Podemos olhar para a nossa resposta social à crise climática da mesma forma: podemos assumir os antecedentes que originaram a maior crise com que a Humanidade já se deparou e assumir a nossa responsabilidade na resolução da mesma ( por mais díficil que seja esta tomada de posição) ou podemos contentar-nos com passos tímidos na resolução da crise climático que nos preenchem com algum sentido de propósito- mesmo que não se traduzam em mudanças significativas para as comunidades da linha-da-frente do colapso do capitalismo.

É preciso pensar urgentemente sobre como podemos criar o maior movimento social de todos os tempos, que dê legitimidade social a mudanças sem precedentes em todos os setores da nossa sociedade. Precisamos de nos relembrar que estamos a lutar pelas nossas vidas. Uma vez que nem todas podemos sonhar em acompanhar o Elon Musk e construir uma vida num novo planeta, sabemos que esta Terra é tudo o que temos para assegurar o nosso presente e o nosso futuro.
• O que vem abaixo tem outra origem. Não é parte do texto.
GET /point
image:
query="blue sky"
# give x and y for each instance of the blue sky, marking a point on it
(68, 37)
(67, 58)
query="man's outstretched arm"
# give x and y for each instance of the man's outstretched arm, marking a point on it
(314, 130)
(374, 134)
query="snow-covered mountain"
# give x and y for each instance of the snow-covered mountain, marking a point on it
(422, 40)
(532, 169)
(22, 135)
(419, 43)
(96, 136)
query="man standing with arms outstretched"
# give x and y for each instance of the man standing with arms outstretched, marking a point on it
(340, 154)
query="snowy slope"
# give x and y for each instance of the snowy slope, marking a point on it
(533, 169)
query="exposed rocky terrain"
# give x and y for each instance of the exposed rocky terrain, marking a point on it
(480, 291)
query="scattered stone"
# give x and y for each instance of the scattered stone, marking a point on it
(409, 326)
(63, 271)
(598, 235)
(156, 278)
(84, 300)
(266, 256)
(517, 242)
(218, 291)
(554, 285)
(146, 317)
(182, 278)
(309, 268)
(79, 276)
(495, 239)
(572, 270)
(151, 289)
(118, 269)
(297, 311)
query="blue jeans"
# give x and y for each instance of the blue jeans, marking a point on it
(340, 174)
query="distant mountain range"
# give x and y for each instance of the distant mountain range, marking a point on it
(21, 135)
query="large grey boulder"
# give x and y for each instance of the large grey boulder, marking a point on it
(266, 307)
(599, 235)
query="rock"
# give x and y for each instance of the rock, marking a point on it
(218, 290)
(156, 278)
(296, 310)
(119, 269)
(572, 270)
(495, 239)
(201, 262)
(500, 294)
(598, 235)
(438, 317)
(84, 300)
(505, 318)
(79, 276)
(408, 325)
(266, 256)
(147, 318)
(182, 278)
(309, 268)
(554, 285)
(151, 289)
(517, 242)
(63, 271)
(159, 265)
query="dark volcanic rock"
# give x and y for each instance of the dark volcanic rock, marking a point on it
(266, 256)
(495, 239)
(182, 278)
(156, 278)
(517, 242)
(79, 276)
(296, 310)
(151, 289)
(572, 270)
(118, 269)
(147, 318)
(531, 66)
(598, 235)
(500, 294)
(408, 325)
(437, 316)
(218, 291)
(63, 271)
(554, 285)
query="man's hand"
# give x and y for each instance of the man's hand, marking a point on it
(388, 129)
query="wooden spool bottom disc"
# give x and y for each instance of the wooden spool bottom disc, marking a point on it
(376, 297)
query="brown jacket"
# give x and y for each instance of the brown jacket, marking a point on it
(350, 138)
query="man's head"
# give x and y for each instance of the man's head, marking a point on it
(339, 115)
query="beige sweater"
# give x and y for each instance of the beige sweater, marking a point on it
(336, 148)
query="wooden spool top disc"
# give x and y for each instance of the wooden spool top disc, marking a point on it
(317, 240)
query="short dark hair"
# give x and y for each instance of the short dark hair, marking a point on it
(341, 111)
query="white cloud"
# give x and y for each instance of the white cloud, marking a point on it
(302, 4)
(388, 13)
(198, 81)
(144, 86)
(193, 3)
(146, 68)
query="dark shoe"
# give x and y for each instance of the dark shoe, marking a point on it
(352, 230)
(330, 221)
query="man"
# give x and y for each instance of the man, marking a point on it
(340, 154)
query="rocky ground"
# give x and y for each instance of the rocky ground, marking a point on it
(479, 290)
Para o defender precisamos de todas as pessoas.

Mas como é que se cria esse movimento se as pessoas mais afetadas pela crise climática ( as do Sul Global,as mulheres, as comunidades racializadas, as mulheres, as pessoas LGBT+, quem trabalha, etc) não dispõe das ferramentas, do tempo ou do poder político para fazer essas exigências?

Isso implica que a luta climática precisa de criar alianças com as comunidades, com as forças políticas que entendem que o caminho a seguir terá de passar por mudanças estruturais no nosso sistema sócio-económico, alterando os modos de produção, de consumo ao invés de insistir na culpabilização pessoal e na aposta nos projetos de greenwashing.(2) A luta por justiça climática tem de ser uma ferramenta para as pessoas que mais precisam dela, para que possam assegurar a sua segurança face às fragilidades do sistema, não podendo ser um instrumento de manutenção e reprodução da classe social dominante.
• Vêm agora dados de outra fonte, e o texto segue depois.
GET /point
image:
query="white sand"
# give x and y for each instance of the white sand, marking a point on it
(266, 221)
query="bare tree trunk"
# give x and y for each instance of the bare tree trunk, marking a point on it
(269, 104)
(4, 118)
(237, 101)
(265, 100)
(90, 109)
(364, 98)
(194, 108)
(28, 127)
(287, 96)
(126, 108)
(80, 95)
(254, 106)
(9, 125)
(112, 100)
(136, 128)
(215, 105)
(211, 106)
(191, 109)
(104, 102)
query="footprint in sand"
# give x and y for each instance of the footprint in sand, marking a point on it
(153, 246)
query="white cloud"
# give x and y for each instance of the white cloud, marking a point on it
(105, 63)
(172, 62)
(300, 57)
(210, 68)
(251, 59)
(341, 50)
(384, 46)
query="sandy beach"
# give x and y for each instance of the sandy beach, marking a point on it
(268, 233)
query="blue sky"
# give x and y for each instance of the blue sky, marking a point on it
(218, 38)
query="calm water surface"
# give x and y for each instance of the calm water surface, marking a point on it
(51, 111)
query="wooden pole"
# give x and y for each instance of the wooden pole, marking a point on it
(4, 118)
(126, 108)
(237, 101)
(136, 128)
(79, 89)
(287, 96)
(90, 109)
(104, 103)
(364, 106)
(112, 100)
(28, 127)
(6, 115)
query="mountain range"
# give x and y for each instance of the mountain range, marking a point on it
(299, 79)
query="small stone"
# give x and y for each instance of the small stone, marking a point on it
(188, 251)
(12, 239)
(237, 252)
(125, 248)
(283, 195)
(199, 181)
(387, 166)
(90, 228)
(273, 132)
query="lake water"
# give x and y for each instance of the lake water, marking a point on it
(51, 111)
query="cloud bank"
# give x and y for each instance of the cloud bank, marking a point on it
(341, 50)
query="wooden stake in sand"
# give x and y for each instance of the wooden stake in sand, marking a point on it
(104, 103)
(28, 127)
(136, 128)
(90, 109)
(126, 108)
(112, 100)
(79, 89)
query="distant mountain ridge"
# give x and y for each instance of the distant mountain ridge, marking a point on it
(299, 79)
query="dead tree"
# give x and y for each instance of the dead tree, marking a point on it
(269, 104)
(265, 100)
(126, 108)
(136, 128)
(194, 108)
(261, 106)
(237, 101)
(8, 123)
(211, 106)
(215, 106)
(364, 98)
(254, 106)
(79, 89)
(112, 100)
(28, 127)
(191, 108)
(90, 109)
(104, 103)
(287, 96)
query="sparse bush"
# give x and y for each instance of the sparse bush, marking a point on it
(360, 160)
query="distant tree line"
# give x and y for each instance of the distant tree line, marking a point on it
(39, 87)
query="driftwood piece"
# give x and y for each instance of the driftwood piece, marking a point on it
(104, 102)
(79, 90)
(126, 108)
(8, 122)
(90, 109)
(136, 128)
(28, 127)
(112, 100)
A feminista norte-americana Kimberly Crenshaw cunhou o termo “interseccionalidade” que é uma teoria que pretende encontrar laços de opressão entre as experiências de identidade pessoal (como a discriminação étnico-racial, machista, de classe, etc) para fortalecer um movimento de resistência ao sistema que coloca as nossas vidas em risco. Trocando por miúdos, é uma teoria que se foca no que temos em comum e como isso pode criar comunidades com força. Precisamos de avançar na construção de um plano social e económico, construído democraticamente, que coloque a vida, a justiça no centro. Talvez isso pareça utópico para quem está a ler este artigo. Talvez seja. Mas por vezes (e nesta questão em específico), o utópico reflete o necessário e o caminho que deve dar ênfase às nossas exigências. Porque, agora, não podemos mesmo fechar os olhos. Se há algo que a crise climática nos ensinou é que a realidade não é negociável.